The three teens from Wadi Nisnas were buried together in Haifa’s Orthodox cemetery, despite staunch opposition by religious figures, due to the fact that they all belonged to different churches. In Sakhnin the police forced the family to bury their son immediately, in order to prevent a massive funeral.
The message remains the sameThe shock of seeing the horrific conditions of the bodies overcame the paralyzing fear that gripped the Palestinians since the 1948 war and the Nakba, and the deep concerns over retribution from the military regime, leading masses of Arab citizens to take to the streets.
The regime never even bothered to deny the allegations of murder.
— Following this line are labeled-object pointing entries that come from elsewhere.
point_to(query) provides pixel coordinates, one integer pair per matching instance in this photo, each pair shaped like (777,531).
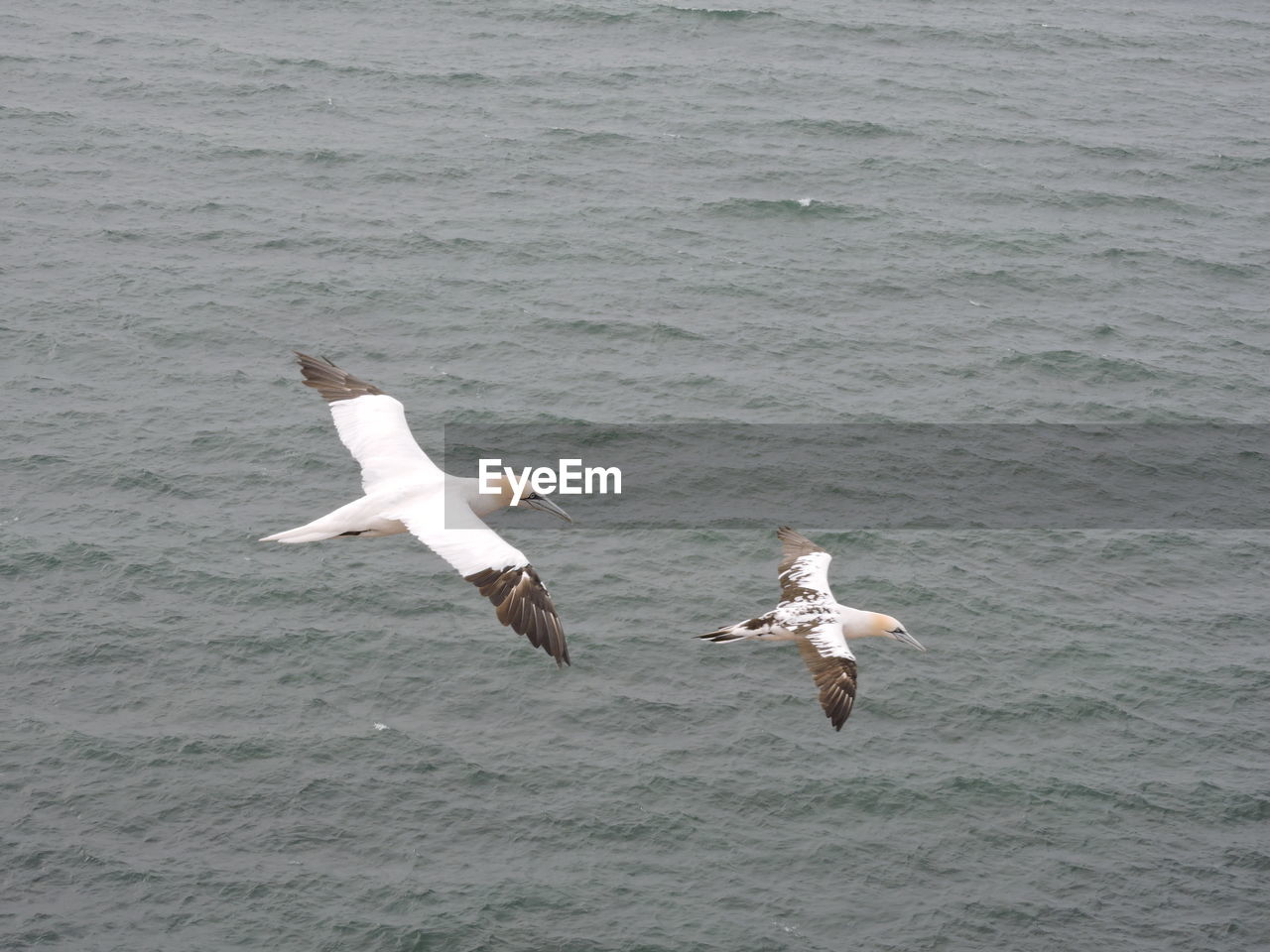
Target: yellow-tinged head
(885,627)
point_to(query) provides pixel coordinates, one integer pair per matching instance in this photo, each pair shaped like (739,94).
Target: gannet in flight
(810,615)
(405,492)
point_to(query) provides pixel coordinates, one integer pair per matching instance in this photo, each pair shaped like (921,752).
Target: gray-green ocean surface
(633,213)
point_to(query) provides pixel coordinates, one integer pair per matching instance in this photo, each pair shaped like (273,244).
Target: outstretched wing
(370,422)
(498,569)
(833,667)
(804,569)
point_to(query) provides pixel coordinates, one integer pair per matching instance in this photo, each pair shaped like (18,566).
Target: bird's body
(810,616)
(405,492)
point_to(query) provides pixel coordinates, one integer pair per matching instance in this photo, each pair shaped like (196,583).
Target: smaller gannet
(811,616)
(405,492)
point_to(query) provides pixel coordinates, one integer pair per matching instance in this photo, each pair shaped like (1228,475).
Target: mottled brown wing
(835,678)
(522,601)
(330,381)
(804,569)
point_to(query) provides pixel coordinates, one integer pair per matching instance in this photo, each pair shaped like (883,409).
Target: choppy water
(631,213)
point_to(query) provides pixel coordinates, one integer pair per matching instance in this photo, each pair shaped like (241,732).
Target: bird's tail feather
(303,534)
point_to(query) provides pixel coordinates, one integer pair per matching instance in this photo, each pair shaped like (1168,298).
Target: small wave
(1074,363)
(841,128)
(712,13)
(597,137)
(784,207)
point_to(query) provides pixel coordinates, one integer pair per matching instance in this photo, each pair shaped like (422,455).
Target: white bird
(405,492)
(811,616)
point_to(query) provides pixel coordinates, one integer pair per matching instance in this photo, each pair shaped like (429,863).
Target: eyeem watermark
(572,479)
(883,475)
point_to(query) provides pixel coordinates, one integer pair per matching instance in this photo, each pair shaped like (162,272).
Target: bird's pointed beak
(545,506)
(901,635)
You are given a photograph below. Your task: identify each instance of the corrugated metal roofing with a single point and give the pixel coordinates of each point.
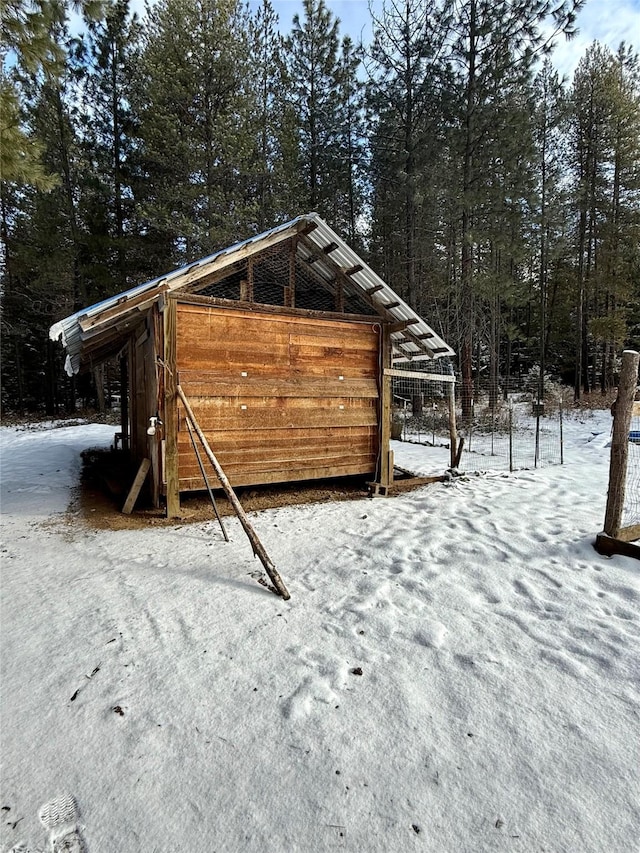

Ten days after the murder, Israeli journalist Uri Avnery published an op-ed [Hebrew] in the HaOlam HaZe weekly, in which he claims that it is no coincidence that among the hundreds of young Arabs who disappeared while attempting to cross the border, the bodies of these five were returned to their families, with all the incriminating signs that could be photographed and publicized.
“They did everything, apart from handing out written invitations to Arab Israelis, to cause the masses to demonstrate against the authorities, Avnery wrote. “Someone made sure that these protests would be turbulent and extreme,” he added. Once again, the army had a good reason to locate, hunt down, and arrest political activists; to prevent and thwart protests, and most importantly, to give the government further justification to maintain military rule over Israel’s Palestinian citizens.
This took place five years before the occupation. Uri Avnery, and many other naive Israelis, struggled to put an end to the military regime inside Israel, hoping that this is what would turn Israel into a “proper” state, and would put an end to all the injustices.
The government’s cover up, the refusal to investigate or release any detail regarding the murder of the five teens — despite the evidence — illustrates the spirit of the military regime, and especially the message sent to Arab citizens: this is a lesson for all to see. This is the message that repeats itself over and over again in the evolution of the oppressive Israeli mentality, since the pseudo trial following the Kafr Qasim massacre, and until the trial of the Israeli soldier who shot an incapacitated Palestinian in the head. There is no justice and there is no judge.